Robert Utter: You mentioned one of the obligations is to fight impunity. There are, as I understand, literally hundreds of thousands of perpetrators of the genocide in Rwanda. What is the role of this court in the prosecution and hearings and charges, opinions of the court in dealing with those perpetrators and what is the role of other courts like the Rwandan courts for instance?
Well, this court is primar-, primarily required to handle cases involving those who, who we say bear the greatest responsibility for these crimes. And by that, I mean the legislation or the statute that established the court mandates us to deal with those category, that category of people.
And by that I mean not necessarily those who actually participated in the, in the crimes but those who are alleged to have masterminded the crimes or to have been behind, you know, the, the, the crimes, to have planned it.
And so you find that most of the cases involve accusations of conspiracy, you know, to commit genocide, incitement to genocide and so on. So our role of course is limited to those people who occupy the, the, the high positions, the big fish so to speak.
The Rwandan courts on the other hand are dealing with the vast majority of the alleged perpetrators, you know, especially those who are alleged to have actually participated in the commission of the crimes. So that’s one big distinction.
The, the process here of course is quite different. The – it’s a much more – we, we try to uphold international standards of justice, you know, and we are obligated to adhere to very high standards of fair trial rights for accused persons, and therefore that explains why our cases of court takes quite a long time.

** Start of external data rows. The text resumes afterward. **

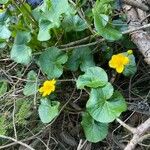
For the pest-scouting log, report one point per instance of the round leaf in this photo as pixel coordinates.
(31, 85)
(103, 109)
(94, 131)
(94, 77)
(51, 62)
(21, 54)
(48, 110)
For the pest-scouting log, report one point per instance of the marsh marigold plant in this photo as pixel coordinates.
(48, 87)
(118, 62)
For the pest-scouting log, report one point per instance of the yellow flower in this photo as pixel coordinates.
(2, 8)
(118, 62)
(130, 52)
(48, 87)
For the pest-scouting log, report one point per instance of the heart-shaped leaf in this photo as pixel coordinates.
(80, 57)
(21, 53)
(51, 62)
(31, 85)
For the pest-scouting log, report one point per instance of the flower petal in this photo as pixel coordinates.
(41, 89)
(126, 60)
(120, 69)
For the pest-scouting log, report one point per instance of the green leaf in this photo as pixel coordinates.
(48, 110)
(73, 23)
(103, 109)
(3, 87)
(3, 1)
(103, 7)
(21, 53)
(51, 62)
(4, 32)
(49, 15)
(80, 57)
(3, 125)
(102, 23)
(130, 69)
(31, 85)
(23, 111)
(44, 30)
(94, 131)
(108, 32)
(22, 37)
(94, 77)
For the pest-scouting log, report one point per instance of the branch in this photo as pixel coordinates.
(136, 4)
(136, 29)
(18, 142)
(140, 38)
(137, 136)
(132, 130)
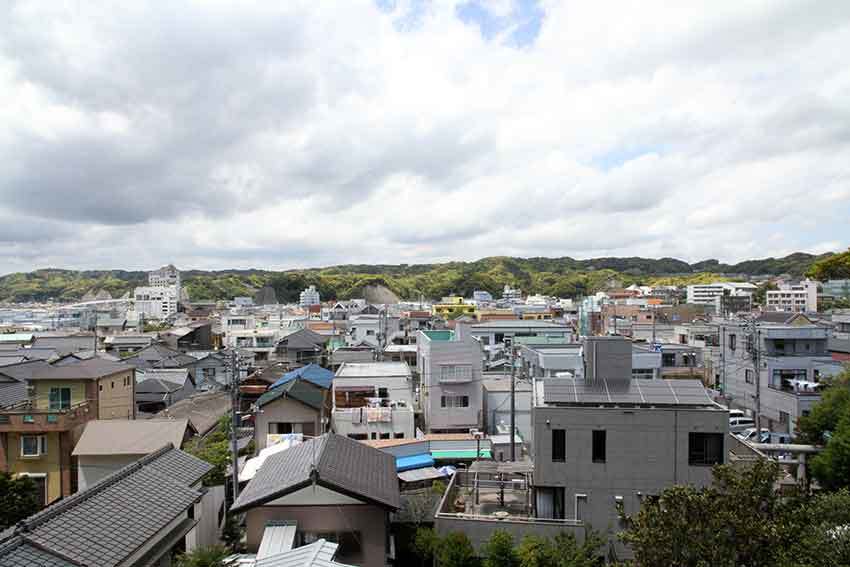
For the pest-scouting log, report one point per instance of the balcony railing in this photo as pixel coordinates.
(26, 418)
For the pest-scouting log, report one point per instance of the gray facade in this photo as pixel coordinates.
(450, 372)
(792, 359)
(590, 459)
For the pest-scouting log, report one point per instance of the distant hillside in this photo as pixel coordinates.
(563, 277)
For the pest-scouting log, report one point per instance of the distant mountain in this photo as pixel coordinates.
(563, 277)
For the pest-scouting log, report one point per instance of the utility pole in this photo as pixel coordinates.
(513, 401)
(234, 415)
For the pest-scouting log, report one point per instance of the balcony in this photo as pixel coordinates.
(27, 419)
(495, 496)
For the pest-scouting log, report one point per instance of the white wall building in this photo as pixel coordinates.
(373, 400)
(309, 296)
(705, 294)
(156, 302)
(795, 298)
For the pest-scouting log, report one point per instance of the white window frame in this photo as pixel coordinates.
(40, 443)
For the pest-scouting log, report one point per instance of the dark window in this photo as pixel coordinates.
(559, 445)
(60, 398)
(599, 446)
(705, 449)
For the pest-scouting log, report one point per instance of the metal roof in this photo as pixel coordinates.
(373, 370)
(129, 437)
(572, 391)
(333, 461)
(113, 519)
(277, 538)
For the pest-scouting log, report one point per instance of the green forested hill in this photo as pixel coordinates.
(563, 277)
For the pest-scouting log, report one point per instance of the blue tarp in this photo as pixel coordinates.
(413, 462)
(322, 377)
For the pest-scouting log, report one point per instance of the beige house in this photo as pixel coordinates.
(39, 431)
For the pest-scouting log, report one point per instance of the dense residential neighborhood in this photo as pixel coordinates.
(424, 283)
(532, 414)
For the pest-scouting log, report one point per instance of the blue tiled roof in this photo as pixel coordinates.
(414, 462)
(313, 373)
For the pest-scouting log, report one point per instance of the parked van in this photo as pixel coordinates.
(736, 413)
(738, 424)
(749, 434)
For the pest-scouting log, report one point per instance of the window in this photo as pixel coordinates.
(456, 373)
(705, 449)
(33, 445)
(60, 398)
(599, 446)
(559, 445)
(454, 401)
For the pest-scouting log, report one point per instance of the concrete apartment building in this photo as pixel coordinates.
(609, 440)
(450, 364)
(795, 298)
(373, 401)
(159, 299)
(706, 294)
(775, 368)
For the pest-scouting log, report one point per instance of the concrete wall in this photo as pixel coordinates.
(116, 395)
(646, 451)
(206, 532)
(432, 356)
(370, 522)
(283, 410)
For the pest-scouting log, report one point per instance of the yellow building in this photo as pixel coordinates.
(451, 307)
(46, 409)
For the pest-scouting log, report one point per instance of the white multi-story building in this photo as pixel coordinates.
(795, 298)
(705, 294)
(156, 302)
(373, 401)
(309, 296)
(159, 299)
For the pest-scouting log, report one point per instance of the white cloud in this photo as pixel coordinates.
(218, 134)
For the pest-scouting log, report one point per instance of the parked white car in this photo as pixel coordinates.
(738, 424)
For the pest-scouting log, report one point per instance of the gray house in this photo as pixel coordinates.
(331, 487)
(106, 446)
(134, 517)
(450, 365)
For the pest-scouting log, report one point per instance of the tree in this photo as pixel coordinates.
(832, 466)
(426, 544)
(536, 551)
(498, 551)
(829, 424)
(203, 557)
(18, 499)
(456, 551)
(733, 522)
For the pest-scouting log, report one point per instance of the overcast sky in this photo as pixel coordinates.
(286, 134)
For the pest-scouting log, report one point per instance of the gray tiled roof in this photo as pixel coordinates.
(12, 393)
(117, 516)
(19, 553)
(334, 461)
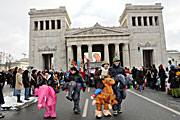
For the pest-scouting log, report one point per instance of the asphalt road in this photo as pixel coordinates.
(134, 108)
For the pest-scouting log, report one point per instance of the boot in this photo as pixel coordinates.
(53, 112)
(18, 99)
(1, 115)
(70, 90)
(98, 114)
(76, 108)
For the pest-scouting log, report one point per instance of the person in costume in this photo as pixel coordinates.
(1, 93)
(74, 83)
(119, 74)
(49, 81)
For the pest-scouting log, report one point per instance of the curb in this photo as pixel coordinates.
(30, 102)
(19, 107)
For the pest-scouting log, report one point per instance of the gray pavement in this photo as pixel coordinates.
(134, 108)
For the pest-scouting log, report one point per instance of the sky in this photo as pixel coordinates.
(14, 19)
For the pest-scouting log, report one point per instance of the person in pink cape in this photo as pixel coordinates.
(47, 88)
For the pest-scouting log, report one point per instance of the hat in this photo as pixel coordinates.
(104, 62)
(172, 66)
(116, 59)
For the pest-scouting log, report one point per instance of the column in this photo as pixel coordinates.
(79, 53)
(50, 25)
(117, 50)
(147, 20)
(136, 20)
(153, 20)
(126, 55)
(38, 25)
(55, 23)
(106, 52)
(69, 55)
(70, 52)
(142, 22)
(90, 51)
(44, 25)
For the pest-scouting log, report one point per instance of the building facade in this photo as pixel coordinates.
(139, 40)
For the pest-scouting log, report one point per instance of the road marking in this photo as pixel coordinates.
(89, 89)
(85, 108)
(163, 106)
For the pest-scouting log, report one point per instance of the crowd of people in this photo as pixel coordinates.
(73, 82)
(160, 79)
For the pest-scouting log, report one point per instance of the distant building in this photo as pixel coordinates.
(23, 63)
(139, 40)
(173, 57)
(4, 57)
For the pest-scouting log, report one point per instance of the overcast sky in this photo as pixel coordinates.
(14, 19)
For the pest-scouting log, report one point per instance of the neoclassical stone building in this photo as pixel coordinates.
(139, 40)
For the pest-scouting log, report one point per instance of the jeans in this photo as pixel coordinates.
(14, 93)
(26, 94)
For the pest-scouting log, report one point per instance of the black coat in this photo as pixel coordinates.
(162, 74)
(77, 77)
(134, 73)
(2, 78)
(1, 95)
(50, 82)
(26, 81)
(115, 70)
(14, 79)
(140, 77)
(172, 79)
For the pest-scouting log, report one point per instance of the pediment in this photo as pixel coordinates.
(97, 30)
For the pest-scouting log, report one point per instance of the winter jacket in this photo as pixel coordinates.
(19, 82)
(162, 74)
(99, 77)
(33, 79)
(26, 81)
(134, 73)
(115, 70)
(50, 82)
(139, 77)
(2, 78)
(172, 79)
(1, 95)
(14, 79)
(75, 77)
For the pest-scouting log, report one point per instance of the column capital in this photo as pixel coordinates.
(69, 45)
(126, 43)
(105, 44)
(116, 43)
(79, 45)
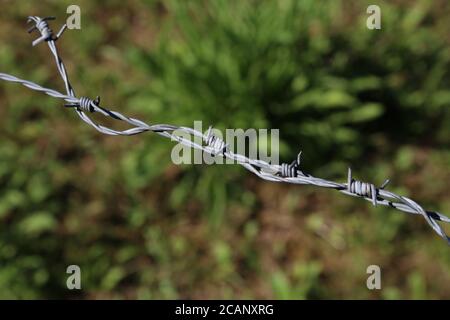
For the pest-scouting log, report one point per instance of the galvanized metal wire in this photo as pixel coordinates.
(213, 145)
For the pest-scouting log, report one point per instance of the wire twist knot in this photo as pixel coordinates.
(290, 170)
(42, 26)
(364, 189)
(216, 144)
(85, 104)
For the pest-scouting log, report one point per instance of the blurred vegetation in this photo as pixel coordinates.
(141, 227)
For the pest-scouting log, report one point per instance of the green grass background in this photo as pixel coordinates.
(141, 227)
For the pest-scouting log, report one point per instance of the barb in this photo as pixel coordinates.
(285, 173)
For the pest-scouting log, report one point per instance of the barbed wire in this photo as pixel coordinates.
(213, 145)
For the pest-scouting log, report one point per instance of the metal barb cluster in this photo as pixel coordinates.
(286, 173)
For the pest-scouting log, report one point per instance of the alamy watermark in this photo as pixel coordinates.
(374, 20)
(262, 144)
(74, 280)
(374, 280)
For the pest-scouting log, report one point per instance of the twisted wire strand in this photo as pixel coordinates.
(284, 173)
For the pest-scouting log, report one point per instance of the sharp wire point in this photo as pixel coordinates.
(287, 173)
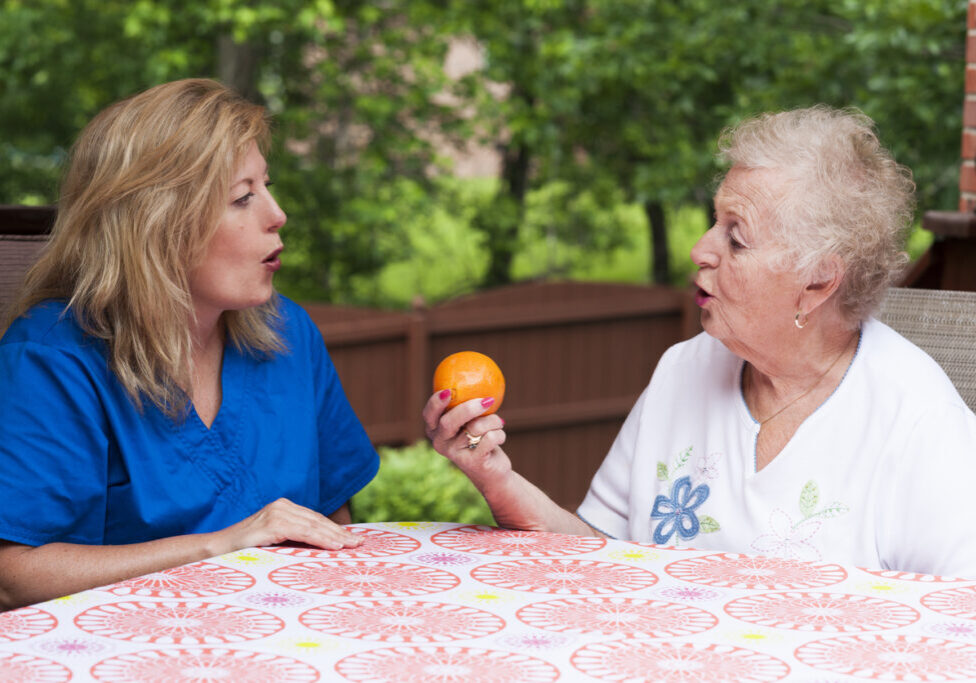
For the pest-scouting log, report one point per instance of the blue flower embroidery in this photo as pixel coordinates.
(677, 512)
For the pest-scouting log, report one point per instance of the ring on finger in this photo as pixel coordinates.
(473, 440)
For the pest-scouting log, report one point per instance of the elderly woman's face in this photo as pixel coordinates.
(241, 259)
(745, 302)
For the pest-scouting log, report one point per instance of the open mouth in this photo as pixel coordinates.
(272, 261)
(702, 296)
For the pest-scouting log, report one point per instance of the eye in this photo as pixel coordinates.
(243, 201)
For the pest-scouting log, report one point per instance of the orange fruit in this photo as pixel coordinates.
(469, 374)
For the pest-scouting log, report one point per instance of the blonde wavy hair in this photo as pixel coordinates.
(844, 195)
(146, 184)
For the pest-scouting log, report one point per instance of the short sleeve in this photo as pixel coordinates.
(927, 525)
(606, 505)
(53, 446)
(348, 460)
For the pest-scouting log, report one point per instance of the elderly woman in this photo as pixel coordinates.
(796, 425)
(161, 403)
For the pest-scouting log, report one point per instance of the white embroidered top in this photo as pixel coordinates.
(882, 475)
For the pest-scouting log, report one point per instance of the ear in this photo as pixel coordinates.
(827, 280)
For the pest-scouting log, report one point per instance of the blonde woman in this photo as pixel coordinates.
(161, 403)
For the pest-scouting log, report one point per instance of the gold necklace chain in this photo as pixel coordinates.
(812, 386)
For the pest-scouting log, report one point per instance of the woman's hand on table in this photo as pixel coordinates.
(284, 520)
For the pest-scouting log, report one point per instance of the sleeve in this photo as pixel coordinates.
(53, 446)
(927, 526)
(606, 506)
(348, 460)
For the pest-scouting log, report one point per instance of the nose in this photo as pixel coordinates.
(276, 217)
(704, 253)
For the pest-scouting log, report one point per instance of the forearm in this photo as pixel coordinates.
(34, 574)
(516, 503)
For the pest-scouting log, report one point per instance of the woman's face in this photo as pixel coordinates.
(241, 259)
(745, 303)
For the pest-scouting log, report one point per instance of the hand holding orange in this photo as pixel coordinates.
(469, 374)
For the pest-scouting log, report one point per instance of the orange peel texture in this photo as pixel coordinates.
(469, 374)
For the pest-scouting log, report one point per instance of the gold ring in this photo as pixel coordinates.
(473, 441)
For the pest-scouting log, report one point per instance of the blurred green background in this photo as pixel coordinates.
(428, 148)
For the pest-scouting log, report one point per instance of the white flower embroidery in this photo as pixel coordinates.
(787, 539)
(706, 466)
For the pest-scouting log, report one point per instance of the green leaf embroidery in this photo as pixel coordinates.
(835, 509)
(662, 471)
(682, 458)
(707, 524)
(809, 497)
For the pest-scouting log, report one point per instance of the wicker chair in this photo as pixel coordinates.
(943, 324)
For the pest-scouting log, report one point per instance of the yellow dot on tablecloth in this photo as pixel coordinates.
(884, 587)
(634, 555)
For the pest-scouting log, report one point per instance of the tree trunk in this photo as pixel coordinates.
(660, 261)
(502, 227)
(237, 66)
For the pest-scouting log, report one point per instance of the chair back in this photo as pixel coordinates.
(943, 324)
(23, 234)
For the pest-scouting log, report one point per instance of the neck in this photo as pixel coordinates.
(776, 384)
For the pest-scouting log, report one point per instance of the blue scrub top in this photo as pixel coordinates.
(80, 463)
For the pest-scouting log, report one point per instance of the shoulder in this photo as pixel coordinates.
(702, 355)
(296, 325)
(50, 324)
(908, 375)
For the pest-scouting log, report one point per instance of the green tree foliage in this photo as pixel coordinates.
(416, 483)
(352, 86)
(593, 103)
(636, 92)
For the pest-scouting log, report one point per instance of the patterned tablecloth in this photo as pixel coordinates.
(444, 602)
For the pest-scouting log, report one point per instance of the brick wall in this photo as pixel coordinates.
(967, 171)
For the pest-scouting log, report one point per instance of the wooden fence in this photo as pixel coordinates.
(575, 358)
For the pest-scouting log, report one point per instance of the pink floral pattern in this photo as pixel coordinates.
(491, 541)
(532, 607)
(837, 612)
(27, 622)
(20, 668)
(728, 570)
(444, 664)
(954, 602)
(397, 621)
(616, 616)
(197, 580)
(564, 577)
(909, 576)
(364, 579)
(376, 543)
(892, 657)
(647, 660)
(203, 666)
(178, 623)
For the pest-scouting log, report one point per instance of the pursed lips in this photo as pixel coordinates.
(272, 261)
(702, 295)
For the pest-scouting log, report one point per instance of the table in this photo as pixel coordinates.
(424, 601)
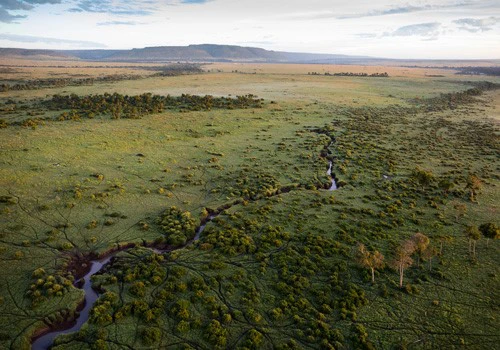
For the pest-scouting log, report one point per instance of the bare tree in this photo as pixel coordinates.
(369, 260)
(473, 235)
(421, 242)
(474, 185)
(429, 253)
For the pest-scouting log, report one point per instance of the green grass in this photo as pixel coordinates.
(281, 266)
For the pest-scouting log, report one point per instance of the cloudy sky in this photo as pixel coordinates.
(383, 28)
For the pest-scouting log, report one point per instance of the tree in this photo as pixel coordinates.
(474, 185)
(442, 239)
(369, 260)
(473, 235)
(402, 258)
(460, 210)
(489, 230)
(421, 242)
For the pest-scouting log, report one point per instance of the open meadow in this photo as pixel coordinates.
(209, 191)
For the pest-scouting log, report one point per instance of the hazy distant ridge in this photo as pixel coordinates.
(203, 52)
(218, 53)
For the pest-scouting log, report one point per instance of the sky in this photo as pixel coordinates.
(432, 29)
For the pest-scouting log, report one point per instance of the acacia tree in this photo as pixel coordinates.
(442, 238)
(473, 235)
(490, 231)
(460, 210)
(370, 260)
(421, 242)
(474, 185)
(402, 258)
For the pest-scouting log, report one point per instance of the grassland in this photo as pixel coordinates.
(276, 269)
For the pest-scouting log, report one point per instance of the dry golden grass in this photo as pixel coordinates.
(22, 68)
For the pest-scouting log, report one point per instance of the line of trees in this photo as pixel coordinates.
(419, 246)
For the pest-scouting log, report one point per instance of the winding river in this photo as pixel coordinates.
(45, 341)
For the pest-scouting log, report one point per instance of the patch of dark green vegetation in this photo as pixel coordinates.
(116, 106)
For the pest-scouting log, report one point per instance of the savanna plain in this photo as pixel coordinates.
(205, 190)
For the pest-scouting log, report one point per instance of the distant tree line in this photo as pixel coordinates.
(494, 71)
(350, 74)
(168, 70)
(62, 82)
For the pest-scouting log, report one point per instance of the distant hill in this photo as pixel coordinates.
(197, 53)
(210, 53)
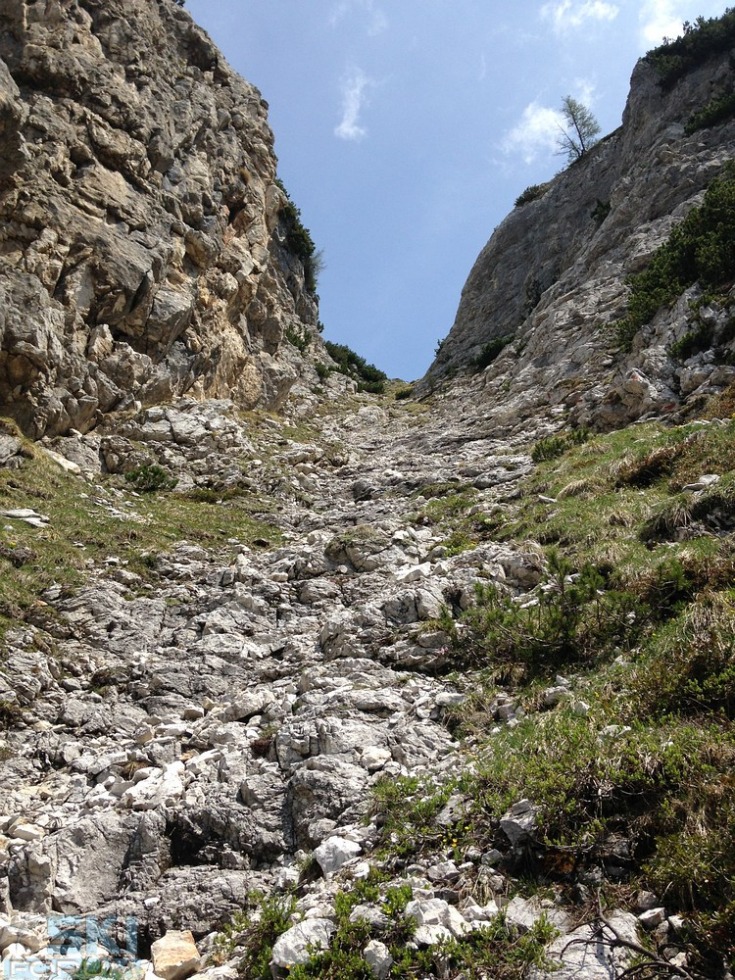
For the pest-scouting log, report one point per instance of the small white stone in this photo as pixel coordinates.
(652, 917)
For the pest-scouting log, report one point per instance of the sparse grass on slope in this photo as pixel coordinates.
(632, 772)
(91, 521)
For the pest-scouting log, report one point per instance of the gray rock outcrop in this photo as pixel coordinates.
(552, 279)
(145, 242)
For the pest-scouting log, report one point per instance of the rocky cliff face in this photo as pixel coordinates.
(388, 664)
(552, 279)
(144, 241)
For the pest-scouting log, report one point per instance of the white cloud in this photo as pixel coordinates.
(659, 19)
(377, 19)
(354, 98)
(536, 133)
(566, 14)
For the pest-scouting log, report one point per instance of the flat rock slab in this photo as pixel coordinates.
(175, 956)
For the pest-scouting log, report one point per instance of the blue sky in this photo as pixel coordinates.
(405, 130)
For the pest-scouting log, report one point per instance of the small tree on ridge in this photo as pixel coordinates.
(581, 130)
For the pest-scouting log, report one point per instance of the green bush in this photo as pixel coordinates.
(298, 338)
(701, 40)
(700, 249)
(256, 931)
(532, 193)
(151, 477)
(368, 377)
(299, 241)
(550, 447)
(576, 619)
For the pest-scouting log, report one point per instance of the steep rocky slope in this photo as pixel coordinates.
(147, 249)
(552, 280)
(368, 687)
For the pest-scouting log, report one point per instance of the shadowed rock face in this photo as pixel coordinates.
(552, 278)
(143, 245)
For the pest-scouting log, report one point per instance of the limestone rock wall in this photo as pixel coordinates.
(553, 275)
(143, 249)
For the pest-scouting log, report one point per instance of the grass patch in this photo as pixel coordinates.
(90, 521)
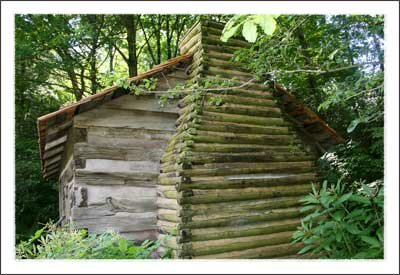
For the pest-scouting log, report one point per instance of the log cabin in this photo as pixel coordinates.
(209, 180)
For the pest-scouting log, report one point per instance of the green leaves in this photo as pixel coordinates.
(372, 241)
(266, 22)
(69, 243)
(249, 24)
(353, 124)
(250, 31)
(342, 224)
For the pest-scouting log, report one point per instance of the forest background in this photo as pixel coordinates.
(334, 64)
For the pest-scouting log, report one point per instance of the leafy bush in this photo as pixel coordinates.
(343, 224)
(68, 243)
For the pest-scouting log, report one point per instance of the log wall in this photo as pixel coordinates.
(232, 175)
(109, 181)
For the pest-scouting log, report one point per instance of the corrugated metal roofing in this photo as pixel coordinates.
(53, 127)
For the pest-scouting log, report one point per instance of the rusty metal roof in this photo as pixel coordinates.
(53, 127)
(305, 118)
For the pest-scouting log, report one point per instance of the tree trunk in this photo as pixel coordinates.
(169, 37)
(311, 79)
(111, 58)
(130, 23)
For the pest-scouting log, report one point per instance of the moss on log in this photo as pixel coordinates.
(257, 253)
(253, 229)
(239, 109)
(241, 182)
(252, 120)
(236, 244)
(251, 193)
(233, 148)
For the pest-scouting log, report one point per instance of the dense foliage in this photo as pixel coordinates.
(51, 242)
(343, 224)
(60, 59)
(333, 64)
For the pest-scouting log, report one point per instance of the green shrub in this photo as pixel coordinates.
(68, 243)
(343, 224)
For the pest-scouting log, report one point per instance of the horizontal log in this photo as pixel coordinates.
(253, 120)
(169, 215)
(167, 191)
(165, 180)
(237, 244)
(53, 152)
(54, 143)
(134, 175)
(223, 49)
(215, 71)
(257, 253)
(48, 162)
(300, 168)
(212, 39)
(266, 156)
(192, 41)
(213, 24)
(216, 126)
(230, 108)
(194, 30)
(236, 138)
(229, 98)
(250, 193)
(166, 227)
(167, 203)
(253, 229)
(233, 148)
(218, 55)
(168, 241)
(111, 135)
(241, 218)
(235, 206)
(89, 151)
(265, 180)
(225, 64)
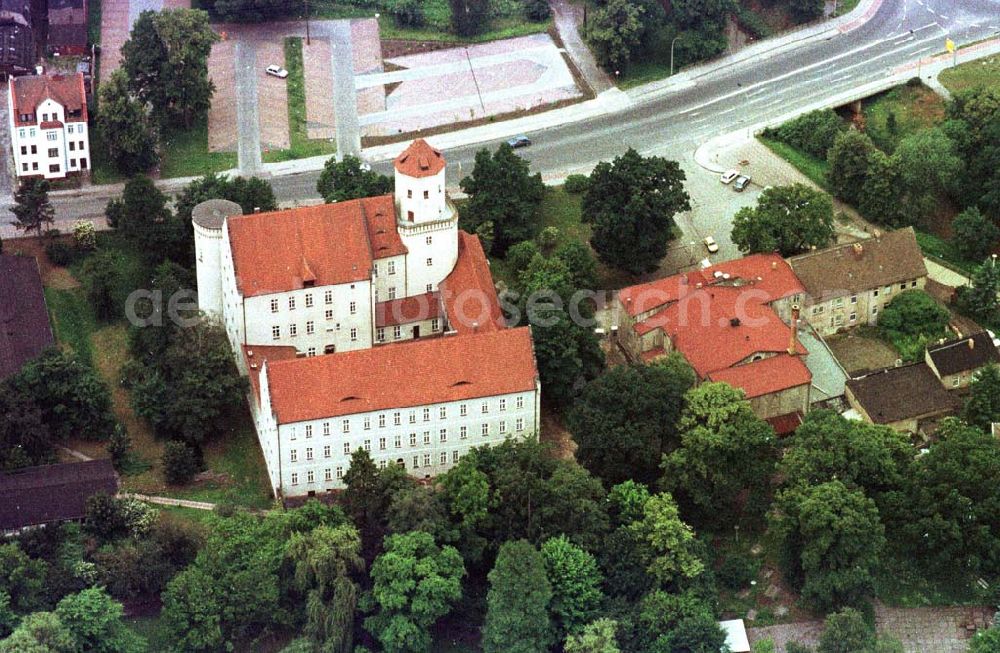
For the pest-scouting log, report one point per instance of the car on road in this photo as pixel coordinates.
(729, 175)
(519, 141)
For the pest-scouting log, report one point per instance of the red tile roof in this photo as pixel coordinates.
(469, 296)
(32, 90)
(766, 376)
(408, 310)
(420, 160)
(401, 375)
(326, 245)
(767, 273)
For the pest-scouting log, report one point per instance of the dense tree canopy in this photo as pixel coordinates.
(502, 191)
(625, 419)
(631, 204)
(787, 219)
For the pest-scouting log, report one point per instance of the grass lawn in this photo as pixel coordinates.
(914, 108)
(73, 321)
(983, 72)
(184, 153)
(301, 145)
(813, 168)
(508, 23)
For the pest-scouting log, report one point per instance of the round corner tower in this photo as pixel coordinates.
(208, 219)
(426, 220)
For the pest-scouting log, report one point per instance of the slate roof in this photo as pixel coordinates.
(897, 393)
(52, 493)
(890, 258)
(24, 319)
(969, 353)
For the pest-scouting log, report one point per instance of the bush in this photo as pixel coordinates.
(576, 184)
(737, 571)
(180, 463)
(61, 254)
(813, 133)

You know there are many other factors, but that’s one big, bi-, big element in this judicial process, that this tribunal strives to uphold the highest standards of, of justice for, for all involved.
RU: Do you think the definition of the role of the ICTR was adequate or appropriate? If not, would you change it in some way?
I think it is quite, it is quite satisfactory. As I understand it, the role is to, is to provide justice to, to the victims; to act as a deterrent, you know, to potential perpetrators; to dispense justice in the, in this field of international criminal justice; and to bring about peace in, in Rwanda and in the Great Lakes region, and in Africa generally.
Now whether, whether this tribunal would be able to meet these noble objectives is yet to be determined. I mean history will tell, I think it’s probably too early to make a final judgment on that.
I, I, I believe that the work of this tribunal contributes greatly to the issue of deterrence, you know, especially if the work is publicized and, you know, made available to a large section of the international community.
With regards to bringing about peace in Rwanda, I don’t have any empirical evidence to comment on that. But at least I can say with-, without any fear of con-, contradiction that we are providing justice, you know, to, to the victims and we are giving, we provide a platform to, to victims and to the accused persons themselves to be able to tell their stories.
So, so this is as far as I, I, I could speak about the extent to which the tribunal has, has or is achieving the objectives which it was setup to achieve.